Don’t get me wrong, it’s not terrible fps, but I got better from my GTX1080ti. Used to run 200-300fps all the time and thus when vsynced never dipped below my monitors refresh of 144Hz.

Now it’s normally around 200fps and it frequently dips to 90-130fps which is below my monitors refresh. Annoying…

Turning AA to max and OCing the GPU core 200MHz seems to keep it out of the “idle” state and above 144FPS, but I’d really rather not have to do that. I’d rather turn off AA and power limit the GPU while forcing it to stay 100% performance. Can’t seem to be able to do that though.

Why not try capping your FPS to 144? Sounds dumb, but it may fix your issue. Having it go faster than your monitor refresh rate isn’t going to solve anything.

I have an RTX 3060 currently, coupled to a 7th gen i5. Still runs butter smooth, and while i can run it at 144, I cap it to about 65. (Setting it to 60 actually forces it to run less than 60) The card doesn’t even heat up enough to kick the fans on.

I am running max quality settings on every aspect of D3 video options, and audio including max sound channels. No issues whatsoever.
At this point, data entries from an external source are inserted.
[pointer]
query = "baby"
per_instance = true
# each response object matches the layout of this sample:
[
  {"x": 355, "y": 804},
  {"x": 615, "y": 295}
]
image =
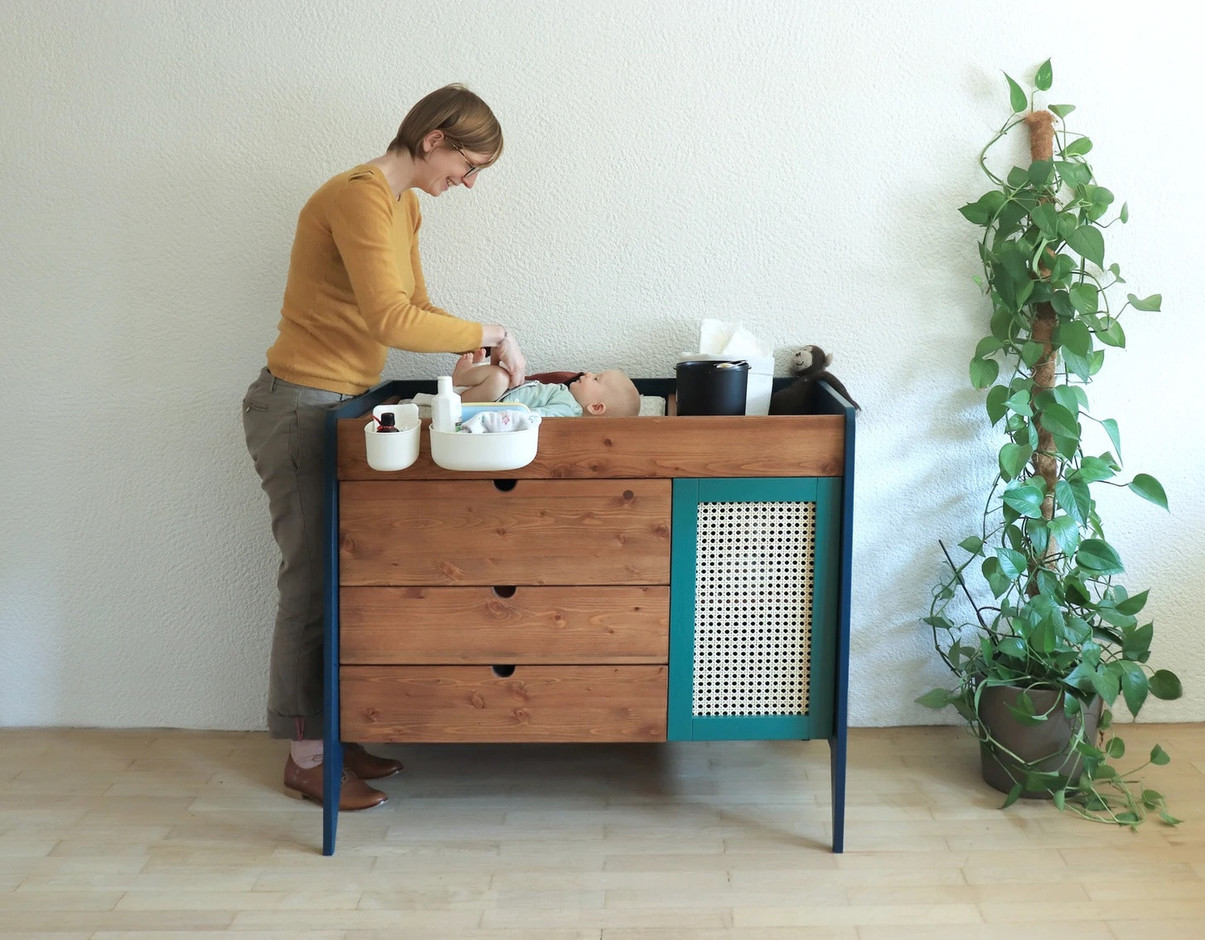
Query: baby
[{"x": 563, "y": 394}]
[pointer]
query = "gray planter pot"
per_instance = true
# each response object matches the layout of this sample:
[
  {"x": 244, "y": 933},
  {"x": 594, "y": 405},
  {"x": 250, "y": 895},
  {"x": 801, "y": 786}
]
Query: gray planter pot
[{"x": 1046, "y": 745}]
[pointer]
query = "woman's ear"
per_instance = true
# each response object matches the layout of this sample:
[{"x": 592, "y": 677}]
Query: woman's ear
[{"x": 431, "y": 141}]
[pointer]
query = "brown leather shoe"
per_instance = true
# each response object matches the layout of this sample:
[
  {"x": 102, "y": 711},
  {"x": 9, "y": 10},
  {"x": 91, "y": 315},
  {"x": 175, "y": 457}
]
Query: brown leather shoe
[
  {"x": 353, "y": 794},
  {"x": 369, "y": 767}
]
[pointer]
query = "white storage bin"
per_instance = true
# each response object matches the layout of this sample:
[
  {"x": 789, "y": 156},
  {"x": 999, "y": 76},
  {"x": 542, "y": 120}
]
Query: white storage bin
[
  {"x": 489, "y": 451},
  {"x": 393, "y": 451}
]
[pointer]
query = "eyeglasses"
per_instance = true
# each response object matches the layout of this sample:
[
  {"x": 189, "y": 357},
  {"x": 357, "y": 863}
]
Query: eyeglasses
[{"x": 472, "y": 168}]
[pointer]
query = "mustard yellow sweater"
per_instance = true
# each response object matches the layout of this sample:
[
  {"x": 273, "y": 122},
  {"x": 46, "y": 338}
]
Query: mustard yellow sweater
[{"x": 356, "y": 288}]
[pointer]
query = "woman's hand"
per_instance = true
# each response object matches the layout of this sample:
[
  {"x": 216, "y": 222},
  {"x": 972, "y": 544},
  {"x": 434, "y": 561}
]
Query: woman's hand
[{"x": 510, "y": 357}]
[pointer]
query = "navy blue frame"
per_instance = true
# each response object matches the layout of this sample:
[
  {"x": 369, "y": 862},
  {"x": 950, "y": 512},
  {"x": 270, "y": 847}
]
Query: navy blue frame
[{"x": 827, "y": 401}]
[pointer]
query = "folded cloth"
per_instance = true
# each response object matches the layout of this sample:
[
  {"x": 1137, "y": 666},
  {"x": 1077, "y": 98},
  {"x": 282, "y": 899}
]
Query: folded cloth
[{"x": 492, "y": 422}]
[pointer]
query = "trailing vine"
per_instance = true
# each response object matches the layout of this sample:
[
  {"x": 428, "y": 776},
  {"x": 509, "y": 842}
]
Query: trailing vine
[{"x": 1059, "y": 618}]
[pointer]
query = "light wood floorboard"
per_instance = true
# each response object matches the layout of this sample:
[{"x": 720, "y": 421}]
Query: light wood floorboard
[{"x": 111, "y": 834}]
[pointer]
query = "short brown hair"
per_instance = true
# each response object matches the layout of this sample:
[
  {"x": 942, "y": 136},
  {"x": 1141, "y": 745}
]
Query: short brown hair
[{"x": 464, "y": 118}]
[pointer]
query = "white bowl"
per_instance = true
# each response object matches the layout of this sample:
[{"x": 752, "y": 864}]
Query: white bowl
[
  {"x": 497, "y": 451},
  {"x": 393, "y": 451}
]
Sometimes I think the newer hardware can actually create more problems with old games then you would expect them to, but that’s just me.

For example, D3 doesn’t like the newer CPU multi-core processors. You might try changing the affinity to just one core only for giggles.

But honestly, cap the FPS. D3 doesn’t need high FPS rates, and doesn’t suffer the same latency issues higher refresh helps, like on a FPS game…

Game on.

I normally do run vsync, but it’s dipping below that which has been annoying me (results in frame pacing issues) which s why I turned it off and starting looking into it.

I actually have a 3060ti laying around and I put that in, runs 200-300 FPS like my 1080ti used to. So D3 runs better on a 3060ti than a 3090 /facepalm

I’ve tested other games and the 3090 performs as expected (ie. 60-80 fps in doom eternal on the 3060ti is over 200 fps on the 3090)

This is the same CPU I’ve been running for years and only started having these issues with the 3090. So I don’t see how it could be anything to do with the CPU.